A Day No Pigs Would Die by Robert Newton Peck

First published: 1972

Type of work: Domestic realism

Themes: Coming-of-age, death, jobs and work, family, and animals

Time of work: The late 1930’s and early 1940’s

Recommended Ages: 13-15

Locale: A farm near Learning, Vermont

Principal Characters:

  • Robert Peck, an adolescent boy who learns to handle the farming chores for his Shaker family
  • Haven Peck, his father, a farmer and a slaughterer of pigs
  • Lucy Peck, his mother, a hardworking and supportive farm wife
  • Aunt Carrie, her oldest sister, unmarried, who lives with the Pecks
  • Benjamin Franklin Tanner, their neighbor, an excellent farmer who encourages Robert as he matures
  • Aunt Matty, (
  • Martha Plover, ), Lucy Peck’s closest friend, who unsuccessfully tries to teach English to Robert

The Story

Growing up on a farm in Vermont, twelve-year-old Robert Peck helps his father, Haven, with chores and learns the Shaker values of simplicity, neighborliness, and hard work. Through raising a pig, the boy is prepared for the responsibilities of running the farm and for the death of his father a few months after Robert’s thirteenth birthday.

Robert is given a newborn pig by his neighbor, Ben Tanner, in thanks for helping a cow deliver one of her twin calves and for ripping a life-threatening goiter from the cow’s throat. The first animal the boy has ever owned, Pinky becomes a beloved companion as together they wander through the countryside around the family farm. They encounter death as part of the cycle of nature when they watch a crow kill a bullfrog and, later, a hawk kill a rabbit for food.

Family and neighbors teach Robert an acceptance of human weaknesses and, at the same time, an understanding of manners and standards for mature adult behavior. Aunt Matty, his mother’s close friend, who is not literally his aunt, unsuccessfully tries to teach him correct grammar and speech by showing him how to diagram a sentence. Haven Peck takes his son with him one rainy night to a graveyard, where Sebring Hillman is digging up the grave of a dead Peck relative so that the man can recover a baby’s coffin and acknowledge that he is the father of the illegitimate child. Robert’s father protects the sanctity of his relative’s coffin even as he helps Hillman return to the kitchen where his wife awaits him. Later, Robert learns of a woman’s sexual needs and of the necessity for life to continue after the death of a family member. Widow Bascom takes in a hired man, Ira Long, and scandalous, joyous laughter is heard coming from her house in the dark of night.

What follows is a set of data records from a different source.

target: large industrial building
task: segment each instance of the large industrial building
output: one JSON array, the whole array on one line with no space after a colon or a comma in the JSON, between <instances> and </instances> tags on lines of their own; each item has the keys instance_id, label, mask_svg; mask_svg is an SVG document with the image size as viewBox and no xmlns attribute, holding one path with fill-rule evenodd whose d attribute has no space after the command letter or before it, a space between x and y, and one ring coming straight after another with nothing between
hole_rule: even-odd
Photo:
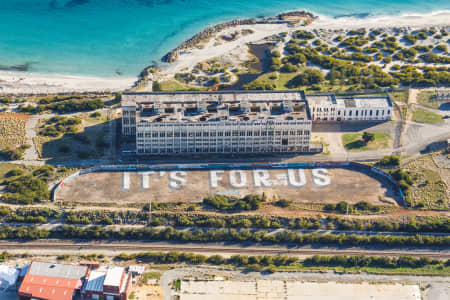
<instances>
[{"instance_id":1,"label":"large industrial building","mask_svg":"<svg viewBox=\"0 0 450 300\"><path fill-rule=\"evenodd\" d=\"M122 95L122 133L138 154L308 152L301 91Z\"/></svg>"},{"instance_id":2,"label":"large industrial building","mask_svg":"<svg viewBox=\"0 0 450 300\"><path fill-rule=\"evenodd\" d=\"M141 155L310 152L312 121L387 121L389 97L303 91L122 95L122 134Z\"/></svg>"},{"instance_id":3,"label":"large industrial building","mask_svg":"<svg viewBox=\"0 0 450 300\"><path fill-rule=\"evenodd\" d=\"M87 274L86 266L34 261L18 294L21 300L71 300L79 294Z\"/></svg>"},{"instance_id":4,"label":"large industrial building","mask_svg":"<svg viewBox=\"0 0 450 300\"><path fill-rule=\"evenodd\" d=\"M336 97L307 95L313 121L388 121L392 119L389 97Z\"/></svg>"},{"instance_id":5,"label":"large industrial building","mask_svg":"<svg viewBox=\"0 0 450 300\"><path fill-rule=\"evenodd\" d=\"M20 300L104 299L127 300L132 274L123 267L99 263L54 264L33 261L24 268Z\"/></svg>"}]
</instances>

The novel’s moment of greatest pride for Robert and Pinky is the county fair at Rutland. The boy is allowed to accompany the Tanners to the fair in order to show the matched Holsteins, Bob and Bib, that he helped deliver. He also enters Pinky in a contest for animals raised by children, and the pet is awarded a blue ribbon for best-behaved pig. Robert obeys his parents by behaving very politely with the Tanners, but he never tells his mother and father that he throws up on the shoes of the judge who is giving Pinky her ribbon.

Robert learns of the harshness of death on a farm when Ira Long’s dog is killed in an attempt to train her to hunt weasels, then later when Pinky must be slaughtered because she is barren. The father and son grow closer as they share the painful, but necessary, task of killing a loved animal that is unproductive.

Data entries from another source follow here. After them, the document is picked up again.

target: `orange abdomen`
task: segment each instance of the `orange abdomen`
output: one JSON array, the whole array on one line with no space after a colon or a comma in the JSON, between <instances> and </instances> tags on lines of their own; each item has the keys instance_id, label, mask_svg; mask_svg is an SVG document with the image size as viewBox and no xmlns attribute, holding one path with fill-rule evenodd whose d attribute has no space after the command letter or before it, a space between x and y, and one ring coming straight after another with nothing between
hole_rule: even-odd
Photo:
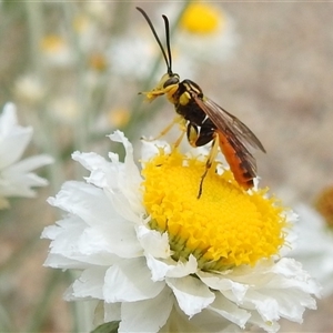
<instances>
[{"instance_id":1,"label":"orange abdomen","mask_svg":"<svg viewBox=\"0 0 333 333\"><path fill-rule=\"evenodd\" d=\"M219 132L219 141L220 149L224 154L236 182L245 190L253 188L253 178L255 178L255 174L242 155L241 150L236 151L228 138L221 132Z\"/></svg>"}]
</instances>

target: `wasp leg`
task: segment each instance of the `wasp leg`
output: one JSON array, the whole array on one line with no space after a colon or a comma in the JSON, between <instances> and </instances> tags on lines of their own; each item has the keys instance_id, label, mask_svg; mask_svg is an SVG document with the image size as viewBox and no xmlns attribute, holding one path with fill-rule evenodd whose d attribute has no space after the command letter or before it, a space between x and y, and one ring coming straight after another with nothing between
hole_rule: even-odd
<instances>
[{"instance_id":1,"label":"wasp leg","mask_svg":"<svg viewBox=\"0 0 333 333\"><path fill-rule=\"evenodd\" d=\"M206 162L205 162L205 170L204 170L204 172L201 176L201 181L200 181L200 185L199 185L199 192L198 192L198 196L196 196L198 199L200 199L200 196L202 194L203 181L206 176L208 171L212 167L212 163L215 160L218 153L219 153L219 135L214 134L214 139L213 139L213 142L212 142L212 148L211 148L211 151L210 151L209 157L208 157Z\"/></svg>"}]
</instances>

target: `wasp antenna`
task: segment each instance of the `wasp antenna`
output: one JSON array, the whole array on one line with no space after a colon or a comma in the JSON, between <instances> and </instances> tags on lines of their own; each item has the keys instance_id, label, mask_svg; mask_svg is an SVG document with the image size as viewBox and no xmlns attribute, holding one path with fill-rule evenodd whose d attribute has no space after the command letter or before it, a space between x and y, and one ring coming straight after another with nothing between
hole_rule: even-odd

Haven Peck tells his son that he knows he will die after the winter and that the boy must learn to become the man in the family. In May, Robert finds his father dead in the barn. He calmly handles the funeral arrangements, tells his father good-bye at the grave, then moves on to complete the farm chores that await him.

Context

A Day No Pigs Would Die is Peck’s first novel and his most strongly autobiographical work. Although the book is fiction, the author names and bases his central characters on himself as a boy and on his parents. The book is dedicated to Peck’s father, who slaughtered pigs for a living.

This novel established Peck’s writing style as one of gritty realism: He does not hesitate to describe vividly many of the gory or earthy aspects of farm life. At the same time, Peck’s characters embody simple qualities of compassion, gentleness, and sensitivity. The matter-of-fact blending of such seemingly disparate traits produces a novel in which humor and tragedy, beauty and cruelty, are shown to be necessary ingredients that must be combined in a healthy, holistic understanding of life.

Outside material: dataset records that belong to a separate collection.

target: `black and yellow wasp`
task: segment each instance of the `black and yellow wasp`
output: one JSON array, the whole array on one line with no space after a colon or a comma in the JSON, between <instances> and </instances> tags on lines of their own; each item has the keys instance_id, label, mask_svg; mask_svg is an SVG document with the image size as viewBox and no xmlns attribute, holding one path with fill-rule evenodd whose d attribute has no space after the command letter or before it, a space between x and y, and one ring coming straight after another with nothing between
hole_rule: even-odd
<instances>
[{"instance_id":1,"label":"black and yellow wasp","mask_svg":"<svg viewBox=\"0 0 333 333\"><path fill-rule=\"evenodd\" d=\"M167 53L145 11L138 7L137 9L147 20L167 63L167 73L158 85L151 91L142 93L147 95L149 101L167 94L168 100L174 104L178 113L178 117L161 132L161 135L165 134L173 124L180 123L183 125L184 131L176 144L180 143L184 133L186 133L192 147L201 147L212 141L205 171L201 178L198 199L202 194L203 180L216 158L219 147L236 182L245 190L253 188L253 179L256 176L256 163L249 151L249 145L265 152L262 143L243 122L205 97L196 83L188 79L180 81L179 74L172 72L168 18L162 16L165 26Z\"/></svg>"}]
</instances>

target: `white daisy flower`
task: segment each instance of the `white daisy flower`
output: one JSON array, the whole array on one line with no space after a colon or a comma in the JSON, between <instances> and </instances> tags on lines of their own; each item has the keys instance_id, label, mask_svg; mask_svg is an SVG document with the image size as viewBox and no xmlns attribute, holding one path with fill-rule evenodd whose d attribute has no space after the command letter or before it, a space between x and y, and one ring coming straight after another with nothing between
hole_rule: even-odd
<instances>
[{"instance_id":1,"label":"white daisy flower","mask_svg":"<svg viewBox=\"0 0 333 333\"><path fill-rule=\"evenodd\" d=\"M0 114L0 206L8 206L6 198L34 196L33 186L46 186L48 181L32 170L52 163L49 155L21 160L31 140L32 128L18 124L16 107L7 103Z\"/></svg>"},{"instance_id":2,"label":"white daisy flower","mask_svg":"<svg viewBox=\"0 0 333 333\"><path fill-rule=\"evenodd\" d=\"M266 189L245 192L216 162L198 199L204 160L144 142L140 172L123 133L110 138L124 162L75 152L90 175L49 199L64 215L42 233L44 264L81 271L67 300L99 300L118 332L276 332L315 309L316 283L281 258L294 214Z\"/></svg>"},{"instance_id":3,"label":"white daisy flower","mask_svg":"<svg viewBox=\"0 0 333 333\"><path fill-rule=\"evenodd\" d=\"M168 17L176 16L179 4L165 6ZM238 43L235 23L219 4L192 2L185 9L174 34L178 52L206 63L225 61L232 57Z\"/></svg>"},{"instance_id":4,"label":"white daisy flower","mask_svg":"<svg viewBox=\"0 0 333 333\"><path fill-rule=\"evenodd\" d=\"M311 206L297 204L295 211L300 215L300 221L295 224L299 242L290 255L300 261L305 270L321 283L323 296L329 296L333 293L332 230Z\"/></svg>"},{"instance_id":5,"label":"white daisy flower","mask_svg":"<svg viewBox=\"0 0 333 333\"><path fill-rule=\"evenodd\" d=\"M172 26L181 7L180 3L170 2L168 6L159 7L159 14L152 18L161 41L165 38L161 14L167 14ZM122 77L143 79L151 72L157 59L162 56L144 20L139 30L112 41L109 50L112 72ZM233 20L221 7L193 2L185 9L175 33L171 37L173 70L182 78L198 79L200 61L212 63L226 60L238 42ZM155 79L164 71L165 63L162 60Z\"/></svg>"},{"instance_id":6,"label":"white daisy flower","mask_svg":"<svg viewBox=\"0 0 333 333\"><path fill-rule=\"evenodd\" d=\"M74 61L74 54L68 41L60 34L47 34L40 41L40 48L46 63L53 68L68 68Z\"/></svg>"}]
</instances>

The one scene that most clearly depicts Peck’s realistic blend of brutality and compassion is the slaughter of the pet pig, Pinky, by the father and son. The author presents a pig that, like Wilbur in E. B. White’s Charlotte’s Web (1952), is loved by a child and honored at a county fair. Unlike Wilbur, however, Pinky does not idyllically spend the rest of her years in a cozy barn, but instead must be killed to help provide for the economic stability of a farm family. In the midst of his intense grief, the boy who loves this pig feels a mixture of hate and love for his father, who demanded the slaughtering of the pig, and begins to mature toward acceptance of the diverse qualities that will continue to be a part of the reality that is farm life.